Thu, 22 June 2017
In the early morning hours of June 28, 1969, undercover police officers attempting to raid the Stonewall Inn, a mob-controlled gay bar with darkened windows on Christopher Street, were met with something unexpected -- resistance.
That 'altercation' was a messy affair indeed -- chaotic, violent, dangerous for all. Homeless youth fought against riot police along the twisting, crooked streets of the West Village. And yet, by the end, thousands from all walks of life met on those very same streets in the days and weeks to come in a new sense of empowerment.
In May of 2008, we recorded a podcast on the Stonewall Riots, an event that galvanized the LGBTQ community, giving birth to political organizations and a sense of unity and pride.

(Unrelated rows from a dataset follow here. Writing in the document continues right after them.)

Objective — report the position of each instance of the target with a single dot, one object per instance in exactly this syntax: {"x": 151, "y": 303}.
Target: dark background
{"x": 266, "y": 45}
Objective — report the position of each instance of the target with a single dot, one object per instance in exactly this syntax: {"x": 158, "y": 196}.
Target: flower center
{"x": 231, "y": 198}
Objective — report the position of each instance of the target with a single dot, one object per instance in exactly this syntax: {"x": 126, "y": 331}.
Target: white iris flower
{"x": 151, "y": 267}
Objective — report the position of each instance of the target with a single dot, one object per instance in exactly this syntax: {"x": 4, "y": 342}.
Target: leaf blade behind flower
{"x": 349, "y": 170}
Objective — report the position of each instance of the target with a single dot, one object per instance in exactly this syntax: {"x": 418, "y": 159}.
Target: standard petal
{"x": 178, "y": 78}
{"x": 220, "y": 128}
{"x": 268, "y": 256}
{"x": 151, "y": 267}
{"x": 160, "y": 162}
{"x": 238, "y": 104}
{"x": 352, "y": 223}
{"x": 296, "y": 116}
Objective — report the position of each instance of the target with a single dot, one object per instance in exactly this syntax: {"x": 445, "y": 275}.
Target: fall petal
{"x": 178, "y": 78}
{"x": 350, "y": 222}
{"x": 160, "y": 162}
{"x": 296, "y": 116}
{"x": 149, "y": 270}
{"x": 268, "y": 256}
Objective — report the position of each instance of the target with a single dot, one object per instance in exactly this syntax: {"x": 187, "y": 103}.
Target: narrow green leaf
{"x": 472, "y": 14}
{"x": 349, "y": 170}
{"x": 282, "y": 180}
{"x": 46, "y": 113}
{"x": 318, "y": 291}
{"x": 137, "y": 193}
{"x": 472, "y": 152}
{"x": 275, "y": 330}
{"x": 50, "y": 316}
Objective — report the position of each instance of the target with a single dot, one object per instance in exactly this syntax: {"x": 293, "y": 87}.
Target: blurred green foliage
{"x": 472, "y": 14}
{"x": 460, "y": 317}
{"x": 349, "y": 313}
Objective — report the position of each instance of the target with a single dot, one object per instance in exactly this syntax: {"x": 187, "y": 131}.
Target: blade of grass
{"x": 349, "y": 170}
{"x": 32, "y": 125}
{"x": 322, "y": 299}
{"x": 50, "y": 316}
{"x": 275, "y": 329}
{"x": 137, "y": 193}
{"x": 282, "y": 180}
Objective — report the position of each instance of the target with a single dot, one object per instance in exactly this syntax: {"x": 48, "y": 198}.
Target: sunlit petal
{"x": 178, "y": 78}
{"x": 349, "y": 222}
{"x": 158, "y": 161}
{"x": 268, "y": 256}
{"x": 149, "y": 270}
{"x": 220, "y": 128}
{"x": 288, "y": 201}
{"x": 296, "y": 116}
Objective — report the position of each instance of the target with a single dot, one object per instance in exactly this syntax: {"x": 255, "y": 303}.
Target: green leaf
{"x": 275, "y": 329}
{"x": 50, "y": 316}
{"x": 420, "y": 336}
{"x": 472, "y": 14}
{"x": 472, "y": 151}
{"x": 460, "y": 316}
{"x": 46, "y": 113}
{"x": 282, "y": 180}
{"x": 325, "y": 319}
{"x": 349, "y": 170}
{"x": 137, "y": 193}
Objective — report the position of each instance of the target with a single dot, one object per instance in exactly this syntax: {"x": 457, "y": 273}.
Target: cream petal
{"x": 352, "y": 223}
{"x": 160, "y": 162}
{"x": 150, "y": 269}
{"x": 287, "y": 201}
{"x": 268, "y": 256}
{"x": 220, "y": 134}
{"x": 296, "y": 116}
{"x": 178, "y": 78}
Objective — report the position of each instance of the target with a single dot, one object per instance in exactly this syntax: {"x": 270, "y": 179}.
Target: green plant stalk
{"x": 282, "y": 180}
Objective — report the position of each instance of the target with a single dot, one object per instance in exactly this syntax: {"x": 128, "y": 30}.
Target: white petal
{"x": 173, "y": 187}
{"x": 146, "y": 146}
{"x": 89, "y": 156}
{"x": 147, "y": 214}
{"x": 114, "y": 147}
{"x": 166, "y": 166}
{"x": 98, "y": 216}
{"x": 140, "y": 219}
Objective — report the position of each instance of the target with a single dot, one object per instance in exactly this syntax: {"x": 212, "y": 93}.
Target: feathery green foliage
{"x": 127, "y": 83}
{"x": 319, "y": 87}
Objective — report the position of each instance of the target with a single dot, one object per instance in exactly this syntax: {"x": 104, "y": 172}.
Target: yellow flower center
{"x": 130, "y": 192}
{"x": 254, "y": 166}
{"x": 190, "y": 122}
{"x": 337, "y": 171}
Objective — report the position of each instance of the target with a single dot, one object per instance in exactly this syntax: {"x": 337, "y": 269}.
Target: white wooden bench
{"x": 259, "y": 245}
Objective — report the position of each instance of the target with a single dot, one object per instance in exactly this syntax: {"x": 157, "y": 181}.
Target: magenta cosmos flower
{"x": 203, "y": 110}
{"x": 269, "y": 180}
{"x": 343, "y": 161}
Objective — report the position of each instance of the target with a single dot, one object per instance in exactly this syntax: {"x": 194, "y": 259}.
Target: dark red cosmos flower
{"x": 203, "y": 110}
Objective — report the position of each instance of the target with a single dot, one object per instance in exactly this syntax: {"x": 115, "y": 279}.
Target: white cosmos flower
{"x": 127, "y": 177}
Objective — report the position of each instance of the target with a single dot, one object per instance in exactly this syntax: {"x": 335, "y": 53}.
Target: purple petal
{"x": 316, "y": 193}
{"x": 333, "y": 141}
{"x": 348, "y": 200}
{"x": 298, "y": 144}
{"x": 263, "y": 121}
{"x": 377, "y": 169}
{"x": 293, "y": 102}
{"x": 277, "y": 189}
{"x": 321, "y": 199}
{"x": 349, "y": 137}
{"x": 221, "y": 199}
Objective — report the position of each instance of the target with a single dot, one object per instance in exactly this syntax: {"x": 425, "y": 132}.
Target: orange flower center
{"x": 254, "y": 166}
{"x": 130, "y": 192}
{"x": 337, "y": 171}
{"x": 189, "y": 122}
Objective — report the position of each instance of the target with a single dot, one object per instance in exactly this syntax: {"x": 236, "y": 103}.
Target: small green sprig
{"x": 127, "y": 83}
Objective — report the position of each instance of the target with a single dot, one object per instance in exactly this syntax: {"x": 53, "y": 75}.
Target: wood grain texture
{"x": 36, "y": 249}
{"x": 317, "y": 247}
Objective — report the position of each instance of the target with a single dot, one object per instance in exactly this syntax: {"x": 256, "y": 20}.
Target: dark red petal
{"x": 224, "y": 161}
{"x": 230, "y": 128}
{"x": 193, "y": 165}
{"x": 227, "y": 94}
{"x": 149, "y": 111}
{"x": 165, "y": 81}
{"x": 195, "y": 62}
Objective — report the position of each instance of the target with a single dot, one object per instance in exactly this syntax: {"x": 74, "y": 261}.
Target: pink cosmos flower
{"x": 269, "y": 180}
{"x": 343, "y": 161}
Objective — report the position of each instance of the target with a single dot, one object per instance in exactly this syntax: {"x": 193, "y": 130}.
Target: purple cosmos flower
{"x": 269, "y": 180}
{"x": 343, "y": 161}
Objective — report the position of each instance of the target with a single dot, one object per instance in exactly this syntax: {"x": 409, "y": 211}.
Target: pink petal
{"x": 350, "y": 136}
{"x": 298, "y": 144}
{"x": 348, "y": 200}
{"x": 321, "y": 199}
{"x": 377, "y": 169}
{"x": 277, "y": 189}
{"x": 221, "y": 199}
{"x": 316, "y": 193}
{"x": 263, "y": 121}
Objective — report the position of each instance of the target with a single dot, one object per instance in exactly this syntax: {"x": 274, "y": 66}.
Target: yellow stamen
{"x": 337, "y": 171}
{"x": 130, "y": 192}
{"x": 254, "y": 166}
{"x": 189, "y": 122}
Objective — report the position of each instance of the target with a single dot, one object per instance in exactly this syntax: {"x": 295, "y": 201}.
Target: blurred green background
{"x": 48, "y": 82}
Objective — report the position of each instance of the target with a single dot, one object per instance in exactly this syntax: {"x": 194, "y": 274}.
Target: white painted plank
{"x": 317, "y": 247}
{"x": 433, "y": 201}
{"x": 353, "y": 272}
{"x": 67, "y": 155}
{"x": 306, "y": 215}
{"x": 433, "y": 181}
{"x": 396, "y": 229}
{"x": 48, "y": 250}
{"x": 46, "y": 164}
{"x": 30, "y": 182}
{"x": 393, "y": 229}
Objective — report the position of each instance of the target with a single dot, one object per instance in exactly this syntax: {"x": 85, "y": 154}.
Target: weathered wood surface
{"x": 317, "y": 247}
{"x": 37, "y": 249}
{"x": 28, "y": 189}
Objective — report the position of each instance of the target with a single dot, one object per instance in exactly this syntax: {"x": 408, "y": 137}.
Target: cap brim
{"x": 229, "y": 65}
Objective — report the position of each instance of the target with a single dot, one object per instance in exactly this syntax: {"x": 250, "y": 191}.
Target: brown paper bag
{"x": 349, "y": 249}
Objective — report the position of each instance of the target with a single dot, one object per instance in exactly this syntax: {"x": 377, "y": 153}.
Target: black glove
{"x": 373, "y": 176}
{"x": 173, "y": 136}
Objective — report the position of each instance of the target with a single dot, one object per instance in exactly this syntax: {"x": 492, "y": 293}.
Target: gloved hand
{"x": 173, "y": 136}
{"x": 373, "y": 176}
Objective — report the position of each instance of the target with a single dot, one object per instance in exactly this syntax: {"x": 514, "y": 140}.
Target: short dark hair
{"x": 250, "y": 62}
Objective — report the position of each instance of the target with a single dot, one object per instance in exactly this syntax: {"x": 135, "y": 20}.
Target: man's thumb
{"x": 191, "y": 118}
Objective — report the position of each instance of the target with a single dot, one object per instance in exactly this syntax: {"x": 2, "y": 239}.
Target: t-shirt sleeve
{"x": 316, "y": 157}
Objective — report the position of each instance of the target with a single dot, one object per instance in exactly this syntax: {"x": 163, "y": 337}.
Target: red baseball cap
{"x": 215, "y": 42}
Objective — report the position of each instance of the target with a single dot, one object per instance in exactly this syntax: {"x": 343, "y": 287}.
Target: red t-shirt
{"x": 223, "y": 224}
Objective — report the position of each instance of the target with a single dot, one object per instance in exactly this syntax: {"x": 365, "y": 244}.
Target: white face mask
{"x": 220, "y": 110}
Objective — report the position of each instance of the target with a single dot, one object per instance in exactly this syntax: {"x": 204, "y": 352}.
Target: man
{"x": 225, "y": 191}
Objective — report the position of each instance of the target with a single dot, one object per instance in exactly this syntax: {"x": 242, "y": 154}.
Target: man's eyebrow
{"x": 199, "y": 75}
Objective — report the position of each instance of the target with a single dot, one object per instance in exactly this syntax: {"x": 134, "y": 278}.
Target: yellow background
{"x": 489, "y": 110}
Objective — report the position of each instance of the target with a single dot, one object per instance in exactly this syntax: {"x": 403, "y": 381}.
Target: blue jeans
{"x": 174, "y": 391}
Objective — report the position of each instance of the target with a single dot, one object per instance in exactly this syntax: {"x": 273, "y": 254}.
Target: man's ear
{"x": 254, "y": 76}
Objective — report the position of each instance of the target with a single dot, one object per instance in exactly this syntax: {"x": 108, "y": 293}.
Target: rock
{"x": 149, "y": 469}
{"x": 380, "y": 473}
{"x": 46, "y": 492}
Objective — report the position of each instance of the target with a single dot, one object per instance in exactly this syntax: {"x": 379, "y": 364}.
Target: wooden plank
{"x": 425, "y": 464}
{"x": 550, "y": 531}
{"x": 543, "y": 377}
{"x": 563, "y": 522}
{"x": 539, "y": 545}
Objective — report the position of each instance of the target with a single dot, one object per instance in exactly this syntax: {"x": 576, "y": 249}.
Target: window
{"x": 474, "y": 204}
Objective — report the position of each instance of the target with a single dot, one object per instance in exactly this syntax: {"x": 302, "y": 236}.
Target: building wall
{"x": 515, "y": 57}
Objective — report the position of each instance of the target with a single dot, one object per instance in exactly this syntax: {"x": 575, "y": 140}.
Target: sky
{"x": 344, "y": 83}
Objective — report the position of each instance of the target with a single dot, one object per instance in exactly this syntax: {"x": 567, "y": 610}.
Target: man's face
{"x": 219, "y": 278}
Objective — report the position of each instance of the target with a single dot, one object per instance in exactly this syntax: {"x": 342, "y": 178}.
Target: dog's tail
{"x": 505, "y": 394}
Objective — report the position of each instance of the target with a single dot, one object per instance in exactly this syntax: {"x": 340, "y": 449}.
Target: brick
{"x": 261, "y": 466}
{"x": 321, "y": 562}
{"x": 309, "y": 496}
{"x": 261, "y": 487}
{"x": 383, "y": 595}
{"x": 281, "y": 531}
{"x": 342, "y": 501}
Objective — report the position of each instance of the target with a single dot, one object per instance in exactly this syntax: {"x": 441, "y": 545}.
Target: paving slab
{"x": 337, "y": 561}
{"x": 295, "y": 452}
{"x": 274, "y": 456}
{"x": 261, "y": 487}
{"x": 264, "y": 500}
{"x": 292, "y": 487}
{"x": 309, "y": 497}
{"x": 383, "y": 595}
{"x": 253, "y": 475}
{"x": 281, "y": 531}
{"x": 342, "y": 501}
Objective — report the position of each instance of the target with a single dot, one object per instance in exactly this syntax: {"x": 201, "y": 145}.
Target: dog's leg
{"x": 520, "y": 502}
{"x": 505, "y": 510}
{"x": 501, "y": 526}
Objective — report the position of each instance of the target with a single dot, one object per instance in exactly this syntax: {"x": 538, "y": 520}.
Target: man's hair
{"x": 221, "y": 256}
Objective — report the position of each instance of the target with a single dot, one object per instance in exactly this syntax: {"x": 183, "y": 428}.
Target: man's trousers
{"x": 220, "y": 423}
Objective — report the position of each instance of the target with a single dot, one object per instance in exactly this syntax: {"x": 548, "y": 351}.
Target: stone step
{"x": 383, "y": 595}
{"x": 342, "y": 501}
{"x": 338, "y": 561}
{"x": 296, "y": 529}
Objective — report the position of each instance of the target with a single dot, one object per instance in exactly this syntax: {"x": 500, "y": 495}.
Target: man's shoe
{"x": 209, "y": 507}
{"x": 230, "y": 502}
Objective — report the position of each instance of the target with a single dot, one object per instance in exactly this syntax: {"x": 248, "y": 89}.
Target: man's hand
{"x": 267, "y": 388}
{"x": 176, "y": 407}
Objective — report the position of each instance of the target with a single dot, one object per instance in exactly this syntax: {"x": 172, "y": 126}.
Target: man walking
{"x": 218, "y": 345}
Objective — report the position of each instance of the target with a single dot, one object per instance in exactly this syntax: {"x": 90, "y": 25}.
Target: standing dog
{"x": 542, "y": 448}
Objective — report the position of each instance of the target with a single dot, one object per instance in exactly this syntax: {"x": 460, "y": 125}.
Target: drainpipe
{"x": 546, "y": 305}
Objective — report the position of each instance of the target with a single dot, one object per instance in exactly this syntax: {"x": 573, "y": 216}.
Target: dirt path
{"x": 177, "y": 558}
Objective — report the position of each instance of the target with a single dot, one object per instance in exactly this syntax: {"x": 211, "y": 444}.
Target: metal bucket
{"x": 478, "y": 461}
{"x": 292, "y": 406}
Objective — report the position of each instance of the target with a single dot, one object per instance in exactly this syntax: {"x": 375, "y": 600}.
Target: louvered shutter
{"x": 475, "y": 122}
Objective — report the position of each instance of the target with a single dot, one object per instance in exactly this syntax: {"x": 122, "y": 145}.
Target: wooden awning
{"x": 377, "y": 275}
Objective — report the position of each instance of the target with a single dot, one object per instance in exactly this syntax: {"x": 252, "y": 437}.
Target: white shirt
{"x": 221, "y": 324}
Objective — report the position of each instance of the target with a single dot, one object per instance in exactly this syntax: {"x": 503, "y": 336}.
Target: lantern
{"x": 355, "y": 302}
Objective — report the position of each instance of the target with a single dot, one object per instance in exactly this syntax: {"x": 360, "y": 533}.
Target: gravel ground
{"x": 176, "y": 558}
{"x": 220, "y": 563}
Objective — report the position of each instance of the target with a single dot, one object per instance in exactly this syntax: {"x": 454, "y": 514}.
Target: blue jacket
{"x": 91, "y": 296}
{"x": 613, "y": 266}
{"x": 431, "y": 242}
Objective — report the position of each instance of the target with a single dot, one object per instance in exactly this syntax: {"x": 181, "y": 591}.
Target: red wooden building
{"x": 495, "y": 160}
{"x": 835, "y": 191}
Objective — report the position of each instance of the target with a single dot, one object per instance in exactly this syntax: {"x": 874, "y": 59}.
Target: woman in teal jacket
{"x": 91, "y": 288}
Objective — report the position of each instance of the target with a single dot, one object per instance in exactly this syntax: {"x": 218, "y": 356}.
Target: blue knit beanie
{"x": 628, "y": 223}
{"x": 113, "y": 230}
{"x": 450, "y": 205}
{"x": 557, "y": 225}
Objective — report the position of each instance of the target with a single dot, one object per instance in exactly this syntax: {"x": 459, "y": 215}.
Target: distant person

So much has changed within the LGBTQ community -- and so much was left out of our original show -- that's we've decided to do something unique. In the first half, we present to you our original 2008 history on the Stonewall Riots, warts and all. In the second half, we present newly recorded material, exploring the effects of Stonewall on the crises that faced the gay community in the 1980s and 90s.
Now an official U.S. National Monument maintained by the National Park Service, the Stonewall National Monument preserves New York City's role in the birth of the international LGBT movement.
And please forgive us in advance for being extra personal in this show near the end.